I am a procrastinator. I've always been a procrastinator. Whenever I'm faced with a non-optional task of some complexity, typically writing, I become a nervous wreck who logs into Facebook, refreshes his brokerage account, plays Minesweeper, and straightens up the house, constantly and compulsively. I took at least three incompletes in undergrad and when I earned my teaching license. All of them were for term papers. All told I have been pretty successful in school and work, which surprises me sometimes. I suppose I must be pretty talented otherwise; my ability to manage myself and my time is so heinously bad that it is hard to understand how I've ever managed to compete with well-adjusted, steady workers.
I have learned that people who don't procrastinate don't understand. Words and rational thought don't help. Incentives don't help. Taking care of yourself - diet, exercise, sleep - doesn't help either. Self-discipline is a foreign concept. My willpower is too weak to break procrastination head-on. Procrastination is utterly, terrifyingly, paralyzing.
It finally took confronting the mother of all procrastination triggers - Ph.D. research, mine in physical science - to find a way to cope other than pulling an all-nighter the day before something is due, using extreme deadline pressure to push me over the horrendous activation barrier separating me from productivity. Running on deadline pressure simply became impossible when the work products that matter are completed in hundreds or thousands, not tens, of hours, and deadlines became virtually nonexistent. When I finally had to quit a research group under pressure because I'd had a manuscript "in preparation" for too long, I realized I could not succeed anymore without doing better.
Ultimately what resonated with me was an emailed invitation to a seminar on procrastination at my university. I did not attend the seminar, but its invitation mentioned procrastination as rooted in anxiety. You mentioned stress in your post. I do believe that, while other aspects may vary, the positive feedback loop between delay and anxiety is very common if not universal. For me, the anxiety is rooted in perfectionism for the appearance, function, or logical structure of a product. So it is not hard to imagine how a 2,000-word - or 10,000-word - document trips me up. For me, the resolution of this anxiety is to be immersed in process, having an intuition for where I am in a task as it is linearly, effortlessly completed. For others, the source of anxiety and its release may be different. But for every procrastinator I've gotten to know well, I've seen that their syndrome is, deep down, all about anxiety.
For me, to reconcile these two required a way to get into the process using willpower. And to give one's will a chance against a wall of anxiety, the process had better be easy. The trick I use is to break a job not into small pieces but TINY pieces. And I put a definite time limit on completing that tiny piece.
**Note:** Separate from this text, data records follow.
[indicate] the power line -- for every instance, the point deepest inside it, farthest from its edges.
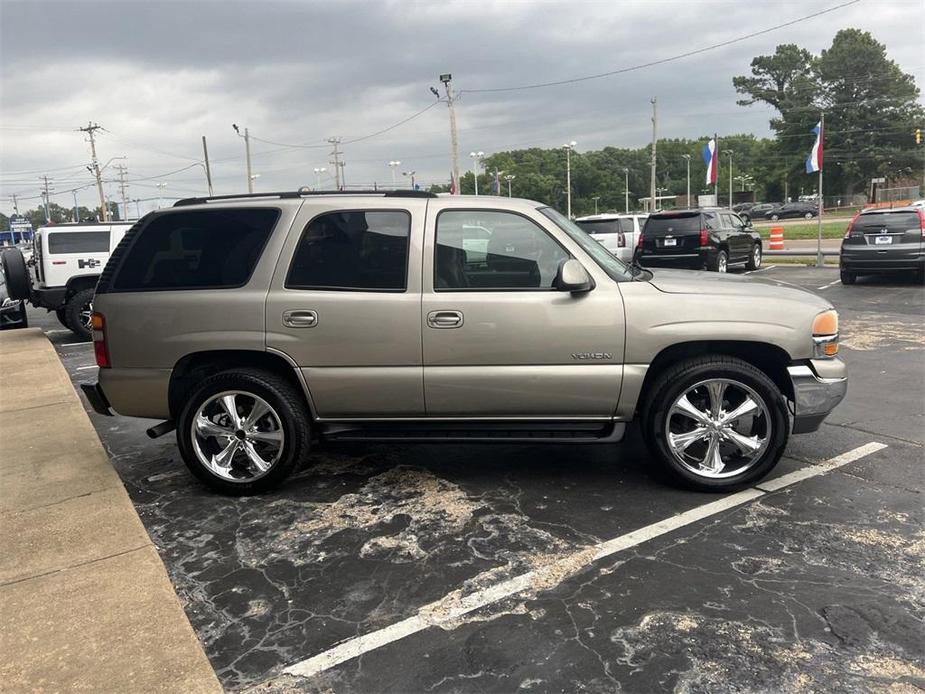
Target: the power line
(662, 61)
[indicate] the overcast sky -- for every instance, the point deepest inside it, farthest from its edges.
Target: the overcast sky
(159, 75)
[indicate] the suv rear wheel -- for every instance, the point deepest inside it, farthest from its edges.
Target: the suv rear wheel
(716, 423)
(77, 313)
(243, 432)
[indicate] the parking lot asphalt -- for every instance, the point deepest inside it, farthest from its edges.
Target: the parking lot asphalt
(566, 568)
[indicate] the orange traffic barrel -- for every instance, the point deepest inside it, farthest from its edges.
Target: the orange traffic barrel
(777, 239)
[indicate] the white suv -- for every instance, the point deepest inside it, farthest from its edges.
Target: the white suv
(616, 232)
(66, 263)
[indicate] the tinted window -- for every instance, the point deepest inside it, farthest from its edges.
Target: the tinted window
(353, 250)
(78, 242)
(893, 221)
(605, 226)
(494, 250)
(678, 224)
(196, 249)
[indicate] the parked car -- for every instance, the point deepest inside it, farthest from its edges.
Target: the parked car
(12, 312)
(259, 325)
(759, 210)
(618, 233)
(699, 239)
(885, 240)
(807, 210)
(60, 276)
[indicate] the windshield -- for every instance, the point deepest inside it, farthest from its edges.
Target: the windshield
(616, 269)
(600, 226)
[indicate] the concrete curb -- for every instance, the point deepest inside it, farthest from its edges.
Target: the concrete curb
(85, 600)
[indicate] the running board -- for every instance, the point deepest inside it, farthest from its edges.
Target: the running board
(476, 432)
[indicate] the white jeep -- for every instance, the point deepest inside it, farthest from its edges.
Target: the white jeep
(66, 263)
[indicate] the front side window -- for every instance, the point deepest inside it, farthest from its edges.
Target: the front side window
(196, 249)
(78, 242)
(353, 250)
(490, 250)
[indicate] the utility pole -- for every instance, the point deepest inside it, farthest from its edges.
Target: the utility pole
(95, 166)
(652, 191)
(454, 140)
(820, 261)
(205, 154)
(123, 188)
(338, 164)
(45, 197)
(730, 153)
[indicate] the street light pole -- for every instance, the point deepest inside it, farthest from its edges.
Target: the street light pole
(730, 153)
(476, 160)
(626, 190)
(509, 178)
(393, 165)
(569, 146)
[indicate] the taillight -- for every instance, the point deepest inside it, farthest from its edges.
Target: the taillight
(851, 225)
(100, 348)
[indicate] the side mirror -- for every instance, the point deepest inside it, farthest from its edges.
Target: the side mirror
(572, 277)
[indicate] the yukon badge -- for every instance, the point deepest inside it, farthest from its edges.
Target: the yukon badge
(582, 356)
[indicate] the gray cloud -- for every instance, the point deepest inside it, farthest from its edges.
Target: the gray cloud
(161, 74)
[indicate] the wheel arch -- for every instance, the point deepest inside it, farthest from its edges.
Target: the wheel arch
(767, 357)
(196, 366)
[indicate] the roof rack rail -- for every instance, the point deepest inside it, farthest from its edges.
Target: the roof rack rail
(304, 194)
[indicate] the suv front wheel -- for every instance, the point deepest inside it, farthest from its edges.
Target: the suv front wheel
(243, 432)
(716, 423)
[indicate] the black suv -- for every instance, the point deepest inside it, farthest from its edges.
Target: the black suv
(697, 239)
(807, 210)
(884, 241)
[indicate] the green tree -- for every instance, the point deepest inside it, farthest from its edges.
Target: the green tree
(870, 105)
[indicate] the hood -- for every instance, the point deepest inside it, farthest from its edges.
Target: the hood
(723, 284)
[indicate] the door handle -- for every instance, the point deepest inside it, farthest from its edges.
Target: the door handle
(300, 319)
(445, 319)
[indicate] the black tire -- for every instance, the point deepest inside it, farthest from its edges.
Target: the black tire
(754, 258)
(75, 312)
(281, 395)
(681, 377)
(18, 282)
(720, 263)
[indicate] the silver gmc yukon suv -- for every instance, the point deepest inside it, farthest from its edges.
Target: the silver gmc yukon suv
(259, 326)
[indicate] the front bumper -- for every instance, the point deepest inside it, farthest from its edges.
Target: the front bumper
(815, 396)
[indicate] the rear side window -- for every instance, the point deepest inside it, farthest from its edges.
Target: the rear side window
(78, 242)
(355, 250)
(681, 224)
(891, 221)
(198, 249)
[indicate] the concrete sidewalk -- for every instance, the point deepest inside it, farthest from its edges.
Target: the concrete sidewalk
(85, 601)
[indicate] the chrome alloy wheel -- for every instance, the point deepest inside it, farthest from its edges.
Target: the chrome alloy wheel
(237, 436)
(718, 428)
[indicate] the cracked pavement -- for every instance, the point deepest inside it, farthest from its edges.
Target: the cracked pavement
(818, 586)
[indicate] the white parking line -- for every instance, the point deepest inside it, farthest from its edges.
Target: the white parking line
(451, 608)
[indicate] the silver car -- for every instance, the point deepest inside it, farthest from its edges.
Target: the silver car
(257, 326)
(618, 233)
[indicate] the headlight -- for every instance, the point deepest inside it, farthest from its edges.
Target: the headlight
(825, 335)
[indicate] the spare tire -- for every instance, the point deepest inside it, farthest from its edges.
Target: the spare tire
(18, 282)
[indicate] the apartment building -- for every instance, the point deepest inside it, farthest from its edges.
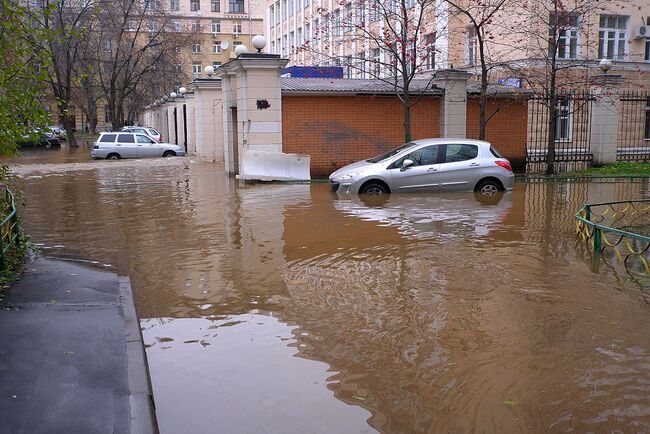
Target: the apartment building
(219, 26)
(326, 33)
So I find myself saying things like, "I'm going to go to the office, and within five minutes of turning on my computer, I'm going to write one sentence." On its face, this is ridiculous - the task is to send a manuscript to Physical Review Letters by the end of the month, not write a sentence. But that trick of coming up with a job so small and definite that willpower can break the logjam is, to me, crucial.
Sometimes I fail to complete even the tiny piece. Sometimes I complete it and immediately slip back into unproductivity. But other times, certainly often enough that it matters, my brain starts working, I fall into a groove, and a lot of work gets done.
I'm still a procrastinator. I probably always will be one. Tomorrow I have group meeting and there's one last figure to finish for the paper I'm working on (let's not talk about the text!), and look what I did with my evening instead. But using the technique of doing tiny tasks with a time limit has helped me be productive far more consistently. I still have bad days where I check my email 150 times. But I've made it to the fifth year of my Ph.D. program, I have three publications to my name, and I usually keep my (new) boss happy. After my doctorate I will not attempt a career in scientific research - the projects are simply too long, and the writing tasks too ubiquitous, for a procrastinator. But I will find something else to do, something with more structure and less writing, and I will probably be okay.
It is hard, but I hope you'll be okay too. Good luck.